Harrison se laissa retomber sur sa chaise. « Casse-pattes, je dois dire que ce gars-là, je ne l’aime pas beaucoup.

— Vous en faites pas, dit Casse-pattes. Il est avec vous. »

Harrison sourit lentement. « Je sais. Quand la guerre va éclater, on sera tous ensemble. Sauf peut-être cet ami des Rouges, là-haut à Vigor Church.

— Même lui, fit Casse-pattes. Une fois la guerre déclarée, les Rouges seront pas capables de reconnaître un Blanc d’un autre. Et alors, ses genses se mettront à mourir comme les nôtres. Et alors, Armure-de-Dieu Weaver se battra.

— Ouais, seulement, si Jackson et Weaver soûlaient leurs Rouges comme on le fait chez nous, il n’y aurait pas besoin d’une guerre. »
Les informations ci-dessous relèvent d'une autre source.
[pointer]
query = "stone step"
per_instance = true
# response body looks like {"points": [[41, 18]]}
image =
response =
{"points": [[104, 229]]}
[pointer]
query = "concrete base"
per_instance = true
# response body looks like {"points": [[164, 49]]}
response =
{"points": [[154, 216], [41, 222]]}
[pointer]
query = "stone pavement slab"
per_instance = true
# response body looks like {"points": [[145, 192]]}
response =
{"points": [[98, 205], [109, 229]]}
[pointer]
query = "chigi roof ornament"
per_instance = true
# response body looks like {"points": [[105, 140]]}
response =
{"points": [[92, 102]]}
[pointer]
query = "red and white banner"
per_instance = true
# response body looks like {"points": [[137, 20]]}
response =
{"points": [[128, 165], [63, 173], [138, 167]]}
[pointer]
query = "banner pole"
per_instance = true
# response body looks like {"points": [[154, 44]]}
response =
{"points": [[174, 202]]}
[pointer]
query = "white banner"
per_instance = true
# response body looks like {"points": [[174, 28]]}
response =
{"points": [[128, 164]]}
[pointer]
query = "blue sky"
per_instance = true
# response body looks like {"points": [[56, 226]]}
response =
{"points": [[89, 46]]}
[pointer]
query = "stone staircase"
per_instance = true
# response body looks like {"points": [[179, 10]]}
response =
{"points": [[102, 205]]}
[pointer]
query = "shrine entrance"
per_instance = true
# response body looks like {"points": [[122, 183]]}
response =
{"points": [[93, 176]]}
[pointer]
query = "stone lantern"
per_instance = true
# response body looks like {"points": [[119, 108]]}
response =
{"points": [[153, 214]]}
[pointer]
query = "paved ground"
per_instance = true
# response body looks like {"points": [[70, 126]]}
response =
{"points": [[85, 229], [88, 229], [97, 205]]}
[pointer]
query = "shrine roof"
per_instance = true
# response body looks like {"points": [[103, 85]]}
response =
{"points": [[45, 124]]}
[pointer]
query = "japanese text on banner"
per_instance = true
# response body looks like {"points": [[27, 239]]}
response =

Casse-pattes envoya une giclée en direction du crachoir et ne le manqua pas de beaucoup. « Ce Rouge, ce Ta-Kumsaw…

— Qu’est-ce qu’il a ? demanda Harrison.

— Il m’inquiète.

— Pas moi, dit Harrison. J’ai là son frère, ivre mort, par terre dans mon bureau. Ta-Kumsaw ne fera rien.

— Quand il m’a désigné, j’ai senti son doigt qui m’touchait à travers la pièce. M’est avis qu’il a un pouvoir d’attirance. Ou de toucher à distance. M’est avis qu’il est dangereux.